The lecture of Jacob Kaplan-Moss’ blog post, “Designing Engineering Organizations” triggered quite a few interesting conversations internally, and I would like to expose in a few lines our opinion about the subjects discussed therein. (If you haven’t read this article, please do, we’ll wait for you here.)
In a nutshell, and basing his reasoning on top of Conway’s Law, Jacob (former director of security at Heroku, and creator of the Django web framework) explains in detail a very simple definition for effective teams:
Summary: the most effective teams are stable, multi-disciplinary, aligned to product delivery.
Fifty years after Melvin Conway coined it, Conway’s Law is being “rediscovered” once again by teams all over the world. The rise of DevOps and in particular microservice architectures have been (in some cases, painful) demonstrations of its reality and its applicability.
In a world of fear, uncertainty and doubt, where software is eating the world, where every company is a software company, where all industries face the pressure of disruption, Conway’s Law got propulsed from an obscure computer science concept, to a cornerstone idea at the very root of modern business success.
The rules of business have changed. To succeed, we must reverse engineer Conway’s Law: we need to organize ourselves so that we can maximize the quality of our output, with constant, data-driven re-evaluation loops.
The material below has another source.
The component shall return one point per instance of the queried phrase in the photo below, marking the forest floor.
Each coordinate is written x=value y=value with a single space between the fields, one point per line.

In VSHN we are undergoing such a major mutation, taking us towards that goal, albeit in a micro level: from technology-oriented to product-oriented teams. The objective is to stabilize our delivery cycles, and to align them to requirements through the interface of a single designed service or product manager.
This internal transformation is already showing positive results, and aligns our practices with what we believe is the best way to work with our customers.
In his article, Jacob also exposes the interrelationships required internally for such organizations to become more effective:
Larger organizations often end up needing a mix: a set of platform teams that build and maintain underlying infrastructure, shared libraries, and tooling; and a set of product teams that directly work on the product.
This is quite literally one of our core beliefs: we want to become the ideal platform team, to help our customers build and maintain the required underlying infrastructure, libraries and tooling for our customers to reach their own business goals.